Cutaneous infections may be serious too, with necrotizing fasciitis described in one patient. [37]

In patients with CVID, both non-necrotizing granulomas (sarcoidlike) and necrotizing granulomas (tuberculoid) have been observed. [5, 6, 8, 7]

In one case report by Pujol et al, [38] histopathologic biopsy showed perivascular lymphoid infiltrates in the upper and mid dermis, with central necrosis and a palisading granuloma.

A syndrome similar to sarcoidosis can affect patients with CVID. [10] This syndrome is characterized by noninfectious cutaneous granulomas, with underlying visceral granulomas of the lungs, liver, spleen, or conjunctiva in most patients. These cutaneous granulomas are nonspecific in patients with CVID and can appear as a maculopapular rash; as infiltrated erythematous papules, plaques, excoriated papules, and ulcers; or as nodules with ulcerations. On histologic analysis, such granulomas are noncaseating and involve the dermis or subcutaneous fat. These nonsarcoidal, nontuberculoid asymptomatic cutaneous granulomas often appear as multiple, nontender subcutaneous nodules, predominantly juxta-articular, and the skin overlying the nodules was either normal or slightly erythematous. [11]

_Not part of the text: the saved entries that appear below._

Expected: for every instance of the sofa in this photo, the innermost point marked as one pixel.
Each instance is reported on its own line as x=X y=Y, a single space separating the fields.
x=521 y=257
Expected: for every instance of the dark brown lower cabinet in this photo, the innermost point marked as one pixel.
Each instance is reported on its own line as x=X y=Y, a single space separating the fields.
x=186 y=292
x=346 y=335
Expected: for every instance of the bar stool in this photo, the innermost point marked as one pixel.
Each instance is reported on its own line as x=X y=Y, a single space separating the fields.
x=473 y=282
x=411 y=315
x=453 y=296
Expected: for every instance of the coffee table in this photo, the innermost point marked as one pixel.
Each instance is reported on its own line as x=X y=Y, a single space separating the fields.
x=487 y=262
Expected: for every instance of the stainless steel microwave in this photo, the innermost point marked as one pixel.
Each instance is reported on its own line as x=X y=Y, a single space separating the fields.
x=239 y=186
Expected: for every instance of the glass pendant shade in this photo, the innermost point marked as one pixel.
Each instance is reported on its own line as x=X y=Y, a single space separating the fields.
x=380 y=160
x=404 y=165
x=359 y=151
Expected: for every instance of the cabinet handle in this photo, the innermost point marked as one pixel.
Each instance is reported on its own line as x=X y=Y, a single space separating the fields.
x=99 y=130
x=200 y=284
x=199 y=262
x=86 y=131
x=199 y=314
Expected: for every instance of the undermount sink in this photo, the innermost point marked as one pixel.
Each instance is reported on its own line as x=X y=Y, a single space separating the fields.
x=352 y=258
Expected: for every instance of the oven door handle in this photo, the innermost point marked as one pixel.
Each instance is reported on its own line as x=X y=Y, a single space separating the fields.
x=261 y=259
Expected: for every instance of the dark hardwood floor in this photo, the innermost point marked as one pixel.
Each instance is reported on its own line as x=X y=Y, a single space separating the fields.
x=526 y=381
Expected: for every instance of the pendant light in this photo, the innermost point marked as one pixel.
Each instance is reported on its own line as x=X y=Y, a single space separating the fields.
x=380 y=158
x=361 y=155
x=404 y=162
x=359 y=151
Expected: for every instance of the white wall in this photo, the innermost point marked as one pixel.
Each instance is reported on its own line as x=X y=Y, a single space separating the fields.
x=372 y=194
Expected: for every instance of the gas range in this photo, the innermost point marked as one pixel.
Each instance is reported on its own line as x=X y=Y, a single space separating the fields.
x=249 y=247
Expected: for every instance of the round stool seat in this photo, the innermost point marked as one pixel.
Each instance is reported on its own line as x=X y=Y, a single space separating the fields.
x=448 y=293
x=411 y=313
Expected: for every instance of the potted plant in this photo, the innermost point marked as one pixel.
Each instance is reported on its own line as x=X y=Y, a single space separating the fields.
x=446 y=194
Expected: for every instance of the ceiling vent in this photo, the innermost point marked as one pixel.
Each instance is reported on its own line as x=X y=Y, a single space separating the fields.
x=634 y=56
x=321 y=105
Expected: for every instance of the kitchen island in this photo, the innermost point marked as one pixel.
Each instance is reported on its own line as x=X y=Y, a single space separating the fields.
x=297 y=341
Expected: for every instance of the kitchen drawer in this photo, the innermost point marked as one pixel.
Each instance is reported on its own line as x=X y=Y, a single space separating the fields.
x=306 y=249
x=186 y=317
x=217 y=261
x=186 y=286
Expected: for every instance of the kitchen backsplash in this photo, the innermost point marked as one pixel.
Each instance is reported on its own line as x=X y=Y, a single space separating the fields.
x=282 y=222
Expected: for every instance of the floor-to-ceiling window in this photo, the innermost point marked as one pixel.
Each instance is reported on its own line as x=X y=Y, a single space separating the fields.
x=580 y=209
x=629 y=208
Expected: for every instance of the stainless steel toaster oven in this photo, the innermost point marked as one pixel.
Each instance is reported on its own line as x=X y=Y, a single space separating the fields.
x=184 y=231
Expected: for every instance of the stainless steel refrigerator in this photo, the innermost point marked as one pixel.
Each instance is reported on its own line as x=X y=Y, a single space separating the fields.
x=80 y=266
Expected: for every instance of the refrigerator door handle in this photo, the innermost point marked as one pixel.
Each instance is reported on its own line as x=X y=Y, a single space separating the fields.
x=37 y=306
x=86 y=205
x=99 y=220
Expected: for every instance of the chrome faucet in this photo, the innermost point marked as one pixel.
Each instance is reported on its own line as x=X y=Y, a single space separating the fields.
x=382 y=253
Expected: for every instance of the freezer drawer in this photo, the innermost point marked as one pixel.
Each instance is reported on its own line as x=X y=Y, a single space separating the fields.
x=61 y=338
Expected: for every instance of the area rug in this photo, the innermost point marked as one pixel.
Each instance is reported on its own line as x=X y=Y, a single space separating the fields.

Lesions frequently appear on the face and extremities and are always sterile. They often resolve with treatment of the underlying disease.

Residual hyperpigmentation may be observed.

The increased incidence of malignancy in patients with CVID is well known. In 1992, Green and Moschella [39] reported the first known case of a patient with CVID who developed multiple squamous cell carcinomas. Many other cases have been published since then. Patients with CVID have an increased risk for actinic keratosis and squamous cell carcinoma. This risk is not surprising given the increased incidence of skin cancer with prolonged iatrogenic immunosuppression, as in transplant recipients.

Other dermatologic manifestations of CVID include atopic dermatitis, cutaneous vasculitis including polyarteritis nodosa, [9] and polymorphic light eruption. [40] However, these are not specific markers of CVID, and they are not indications for a workup for CVID unless other implicating factors (eg, recurrent infections) are present.